Cornet Bay’s ‘Singin’ Salmon Man’ coming to Freeland

Arnie Deckwa sat in his boyhood home off Cornet Bay Road and talked with red-rimmed eyes about his father. “He was one of the most beautiful examples of life you could find,” he said. The apple didn’t fall far from the tree.

CORNET BAY — Arnie Deckwa sat in his boyhood home off Cornet Bay Road and talked with red-rimmed eyes about his father.

“He was one of the most beautiful examples of life you could find,” he said.

The apple didn’t fall far from the tree.

Deckwa, with his booming voice and cowboy charm, is as colorful and fun as the John Wayne poster and 5-foot spread steer head that hang in his office. (The steer, by the way, is named Blackie.)

Deckwa grew up in a 494-square-foot yellow house on North Whidbey. Though his family made its living commercial fishing, Deckwa has held such positions as a deputy sheriff, contractor, land developer and rodeo contestant throughout the years. His dream, however, had always been to become a country music star.

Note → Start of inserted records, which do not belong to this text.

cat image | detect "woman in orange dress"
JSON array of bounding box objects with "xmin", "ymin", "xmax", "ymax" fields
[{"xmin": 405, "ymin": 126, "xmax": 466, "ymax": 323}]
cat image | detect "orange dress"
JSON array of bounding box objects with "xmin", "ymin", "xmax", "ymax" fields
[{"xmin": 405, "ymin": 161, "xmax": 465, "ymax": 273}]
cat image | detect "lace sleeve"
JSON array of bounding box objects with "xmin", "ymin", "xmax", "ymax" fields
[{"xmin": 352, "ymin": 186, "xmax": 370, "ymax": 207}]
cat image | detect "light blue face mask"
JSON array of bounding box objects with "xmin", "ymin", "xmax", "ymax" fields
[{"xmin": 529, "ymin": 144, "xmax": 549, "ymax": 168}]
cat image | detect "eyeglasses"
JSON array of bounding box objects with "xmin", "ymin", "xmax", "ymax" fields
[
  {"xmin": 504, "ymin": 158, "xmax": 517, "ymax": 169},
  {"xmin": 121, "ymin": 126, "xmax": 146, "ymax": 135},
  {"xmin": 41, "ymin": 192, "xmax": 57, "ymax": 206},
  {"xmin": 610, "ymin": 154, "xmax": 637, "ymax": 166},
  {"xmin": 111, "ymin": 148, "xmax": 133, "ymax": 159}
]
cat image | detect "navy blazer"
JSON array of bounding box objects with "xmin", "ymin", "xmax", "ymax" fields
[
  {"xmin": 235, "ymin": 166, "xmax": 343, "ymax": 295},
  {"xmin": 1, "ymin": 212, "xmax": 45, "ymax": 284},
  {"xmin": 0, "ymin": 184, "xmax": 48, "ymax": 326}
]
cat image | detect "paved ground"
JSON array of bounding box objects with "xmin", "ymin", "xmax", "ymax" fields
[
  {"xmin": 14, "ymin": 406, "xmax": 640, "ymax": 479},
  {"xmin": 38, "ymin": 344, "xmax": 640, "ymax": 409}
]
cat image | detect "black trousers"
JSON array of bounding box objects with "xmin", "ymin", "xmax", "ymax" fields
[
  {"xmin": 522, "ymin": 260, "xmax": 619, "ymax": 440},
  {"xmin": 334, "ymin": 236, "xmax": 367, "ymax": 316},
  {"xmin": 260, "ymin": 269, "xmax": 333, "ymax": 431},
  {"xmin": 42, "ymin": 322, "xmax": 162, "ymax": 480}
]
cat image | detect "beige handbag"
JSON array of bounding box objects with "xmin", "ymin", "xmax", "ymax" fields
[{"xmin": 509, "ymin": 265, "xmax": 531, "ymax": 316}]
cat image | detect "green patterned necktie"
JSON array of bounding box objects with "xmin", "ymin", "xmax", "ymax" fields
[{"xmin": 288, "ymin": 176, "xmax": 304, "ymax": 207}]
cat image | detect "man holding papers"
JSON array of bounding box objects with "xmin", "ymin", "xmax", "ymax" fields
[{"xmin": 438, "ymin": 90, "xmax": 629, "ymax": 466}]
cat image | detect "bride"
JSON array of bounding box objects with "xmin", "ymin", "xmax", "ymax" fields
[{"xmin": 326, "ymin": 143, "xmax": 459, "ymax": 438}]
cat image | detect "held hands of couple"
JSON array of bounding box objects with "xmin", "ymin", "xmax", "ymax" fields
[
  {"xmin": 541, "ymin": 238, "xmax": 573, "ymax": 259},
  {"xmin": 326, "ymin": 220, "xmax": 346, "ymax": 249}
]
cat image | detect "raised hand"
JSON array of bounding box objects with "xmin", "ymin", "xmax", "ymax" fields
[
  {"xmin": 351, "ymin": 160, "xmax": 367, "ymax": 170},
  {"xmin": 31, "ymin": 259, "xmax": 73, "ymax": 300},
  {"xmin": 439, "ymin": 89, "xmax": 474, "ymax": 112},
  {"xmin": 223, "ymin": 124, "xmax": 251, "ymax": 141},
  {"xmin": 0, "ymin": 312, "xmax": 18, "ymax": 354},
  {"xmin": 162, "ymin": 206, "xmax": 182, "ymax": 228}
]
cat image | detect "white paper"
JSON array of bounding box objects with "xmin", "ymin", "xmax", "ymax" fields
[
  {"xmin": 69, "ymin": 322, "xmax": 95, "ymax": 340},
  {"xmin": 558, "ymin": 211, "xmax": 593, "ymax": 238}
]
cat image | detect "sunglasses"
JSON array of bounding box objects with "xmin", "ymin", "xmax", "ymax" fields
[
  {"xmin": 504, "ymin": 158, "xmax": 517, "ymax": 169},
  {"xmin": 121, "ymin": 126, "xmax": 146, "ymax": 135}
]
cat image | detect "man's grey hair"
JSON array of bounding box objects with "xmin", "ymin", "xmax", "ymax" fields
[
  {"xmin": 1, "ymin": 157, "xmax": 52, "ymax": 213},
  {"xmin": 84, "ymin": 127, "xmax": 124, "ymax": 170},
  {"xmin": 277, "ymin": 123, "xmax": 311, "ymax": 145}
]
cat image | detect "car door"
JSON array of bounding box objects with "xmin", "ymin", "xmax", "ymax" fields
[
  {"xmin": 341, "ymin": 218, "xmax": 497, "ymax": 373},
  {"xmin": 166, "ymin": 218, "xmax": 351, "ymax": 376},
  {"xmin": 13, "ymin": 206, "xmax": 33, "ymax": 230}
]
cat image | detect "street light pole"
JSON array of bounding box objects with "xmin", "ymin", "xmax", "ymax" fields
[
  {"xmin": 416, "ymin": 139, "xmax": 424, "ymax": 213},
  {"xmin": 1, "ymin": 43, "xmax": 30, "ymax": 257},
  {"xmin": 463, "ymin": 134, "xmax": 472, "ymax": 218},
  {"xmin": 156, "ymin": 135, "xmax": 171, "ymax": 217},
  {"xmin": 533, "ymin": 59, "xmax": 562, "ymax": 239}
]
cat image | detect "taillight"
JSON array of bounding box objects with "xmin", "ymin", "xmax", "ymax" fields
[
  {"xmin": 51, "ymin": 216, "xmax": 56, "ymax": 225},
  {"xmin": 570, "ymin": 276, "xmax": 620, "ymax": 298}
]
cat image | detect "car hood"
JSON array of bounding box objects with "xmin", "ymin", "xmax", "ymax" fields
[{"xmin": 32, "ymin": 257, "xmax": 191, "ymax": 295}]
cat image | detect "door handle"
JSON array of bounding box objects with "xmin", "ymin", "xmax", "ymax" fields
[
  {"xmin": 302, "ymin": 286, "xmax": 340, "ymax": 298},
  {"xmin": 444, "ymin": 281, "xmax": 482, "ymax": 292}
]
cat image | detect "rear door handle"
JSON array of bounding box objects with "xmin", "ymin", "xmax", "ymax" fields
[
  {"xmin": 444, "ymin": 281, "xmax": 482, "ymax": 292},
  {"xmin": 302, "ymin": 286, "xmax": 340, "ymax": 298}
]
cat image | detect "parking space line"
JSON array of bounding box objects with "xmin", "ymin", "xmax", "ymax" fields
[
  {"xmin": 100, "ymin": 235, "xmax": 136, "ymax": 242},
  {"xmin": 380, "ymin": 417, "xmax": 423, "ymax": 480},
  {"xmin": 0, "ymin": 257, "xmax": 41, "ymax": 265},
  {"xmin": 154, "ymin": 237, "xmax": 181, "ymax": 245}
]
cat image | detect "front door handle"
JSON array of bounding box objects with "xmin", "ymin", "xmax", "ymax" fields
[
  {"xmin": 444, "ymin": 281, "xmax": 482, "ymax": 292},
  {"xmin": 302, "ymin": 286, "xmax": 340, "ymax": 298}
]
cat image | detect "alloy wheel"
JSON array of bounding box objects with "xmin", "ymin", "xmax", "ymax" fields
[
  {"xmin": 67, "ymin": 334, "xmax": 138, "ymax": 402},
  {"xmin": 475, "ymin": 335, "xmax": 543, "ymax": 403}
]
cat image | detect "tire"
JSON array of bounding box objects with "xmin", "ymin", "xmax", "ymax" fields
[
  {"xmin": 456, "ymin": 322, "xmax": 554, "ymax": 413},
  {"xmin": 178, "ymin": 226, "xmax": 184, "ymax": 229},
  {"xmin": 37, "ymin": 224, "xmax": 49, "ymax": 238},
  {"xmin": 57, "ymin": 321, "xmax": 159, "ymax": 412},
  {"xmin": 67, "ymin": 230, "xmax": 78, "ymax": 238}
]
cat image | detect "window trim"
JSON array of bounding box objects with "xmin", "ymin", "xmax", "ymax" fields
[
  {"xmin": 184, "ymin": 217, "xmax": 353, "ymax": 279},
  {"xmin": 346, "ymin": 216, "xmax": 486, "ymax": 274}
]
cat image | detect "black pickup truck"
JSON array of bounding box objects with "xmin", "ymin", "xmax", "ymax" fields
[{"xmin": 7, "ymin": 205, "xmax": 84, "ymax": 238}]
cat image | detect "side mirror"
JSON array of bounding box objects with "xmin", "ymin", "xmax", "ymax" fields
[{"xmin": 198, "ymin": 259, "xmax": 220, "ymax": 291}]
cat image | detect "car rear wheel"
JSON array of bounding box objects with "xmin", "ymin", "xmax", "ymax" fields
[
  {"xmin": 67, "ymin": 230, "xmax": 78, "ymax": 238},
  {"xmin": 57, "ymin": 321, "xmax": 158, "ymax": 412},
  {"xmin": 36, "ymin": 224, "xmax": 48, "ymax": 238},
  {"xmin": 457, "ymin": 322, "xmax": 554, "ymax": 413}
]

He moved to Nashville in 1987 to pursue his passion, never knowing that the venture would lead him away from song and land him knee- deep in his current life’s mission, hot smoked salmon.

When Deckwa first arrived in Tennessee, he had no connections, no money and a tiny apartment in the city. He remembers sitting in his living room at # 35A and thinking to himself, “Deckwa, you’ve done a lot of dumb things in your life, but this is certainly the dumbest.”

But soon, Deckwa, with his boisterous personality, was spending time backstage at the Grand Ole Opry, befriending country music legends like Garth Brooks, Roy Acuff and Little Jimmy Dickens — though never singing to an audience himself. After sharing some of his smoked salmon from home with his new pals, Deckwa was urged to market the product in local stores.

Though he didn’t know anything about starting a food label, Deckwa began standing around the meat counters at grocery stores in his hat and boots pitching his product, and was quickly welcomed to set up sample tables. But since many costumers in the South had never heard of hot smoked salmon, Deckwa had to get creative with his fish.

“This flashbulb just went off,” Deckwa said. “Nobody knows what to do with smoked salmon, but everybody knows what to do with a dip. Pretty soon the rumor was out that this cowboy can make a hell of a dip, but doesn’t know jack squat about the food business.”

But Deckwa knew people, and after schmoozing multiple store employees, making the right connections and making pounds and pounds of seafood dips behind store counters, his product was picked up by the nation’s largest grocery chain, Kroger.

“You can pull off what you want to pull off, but you’ve got to have passion and you’ve got to have drive,” Deckwa said.

Deckwa moved back to the island years ago to care for his family home, and has 80 products ranging from dips, mustards to marinades selling across the country. Locally, he has products in Saar’s Marketplace, Haggens, Top Food, Payless in Freeland and QFCs in Seattle. He will pop into Payless for a cooking demonstration today that will run from noon to 5 p.m.

He’s made numerous cross country trips in his Cornet Bay-painted motor home to promote his products in distant stores, and recently published a humorous and heartwarming book titled “The Singin’ Salmon Man from Cornet Bay” that captures his memories from childhood and his adventures in Tennessee.

There are many things people can learn from reading Deckwa’s words, but perhaps the most inspiring lesson he teaches is that any idea can become reality with the right attitude.

“You can throw me a seed, buddy, and I’m gonna make that thing grow,” Deckwa said. “Let’s roll.”